Objectives: The role of nitric oxide in mediating the early phase of hypotension and cardiovascular hyporeactivity in sepsis, and the cellular sources of inducible nitric oxide synthase expression under in vivo conditions, remain unclear. The objective of this study was to elucidate the time course and cellular location of inducible nitric oxide synthase messenger RNA (mRNA) expression in rats treated with lipopolysaccharide in vivo.
Design: Prospective, placebo-controlled, laboratory study.
Setting: Experimental laboratory of a postgraduate medical research institution.
Subjects: Normal, anesthetized rats.
Interventions: Animals were treated with lipopolysaccharide (15 mg/kg i.p.), saline (1 mL/kg i.p.), or lipopolysaccharide plus dexamethasone (3 mg/kg i.p., 50 mins before lipopolysaccharide administration) in vivo 4 hrs before the removal of tissues.
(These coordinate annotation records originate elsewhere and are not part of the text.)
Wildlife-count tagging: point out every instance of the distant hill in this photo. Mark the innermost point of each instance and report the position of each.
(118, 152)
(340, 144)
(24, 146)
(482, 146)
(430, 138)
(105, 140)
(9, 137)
Measurements and main results: Total RNA and mRNA were extracted. Total RNA was used for reverse transcription polymerase chain reaction. Poly-(A)+ mRNA was isolated for Northern blot analysis. Cryostat sections of heart and lung were prepared for in situ hybridization to elucidate the cellular location of the inducible nitric oxide synthase gene. Hearts, lungs, aortae, and pulmonary arteries from lipopolysaccharide-treated animals expressed inducible nitric oxide synthase mRNA, which was markedly inhibited by pretreatment with dexamethasone (except in aorta). The threshold time point for inducible nitric oxide synthase mRNA induction was between 20 and 40 mins after lipopolysaccharide administration. The quantity of mRNA increased progressively thereafter, reaching a plateau between 4 and 8 hrs and decreasing markedly by 24 hrs. These findings are consistent with the time course of lipopolysaccharide-induced hypotension and cardiovascular hyporeactivity in animal models of septic shock and in man. Inducible nitric oxide synthase mRNA was mainly detected in vascular and airway smooth muscle cells, cardiac myocytes, pneumocytes, and infiltrated inflammatory cells, but was also identified in airway epithelial and vascular endothelial cells. Vascular smooth muscle represented the predominant cell type expressing inducible nitric oxide synthase under these conditions.
Conclusions: These results provide further molecular evidence for the involvement of nitric oxide in the early phase of hypotension and cardiovascular hyporeactivity seen in septic shock. They also suggest that nitric oxide derived from vascular smooth muscle cells may contribute significantly to this hypotension and cardiovascular reactivity.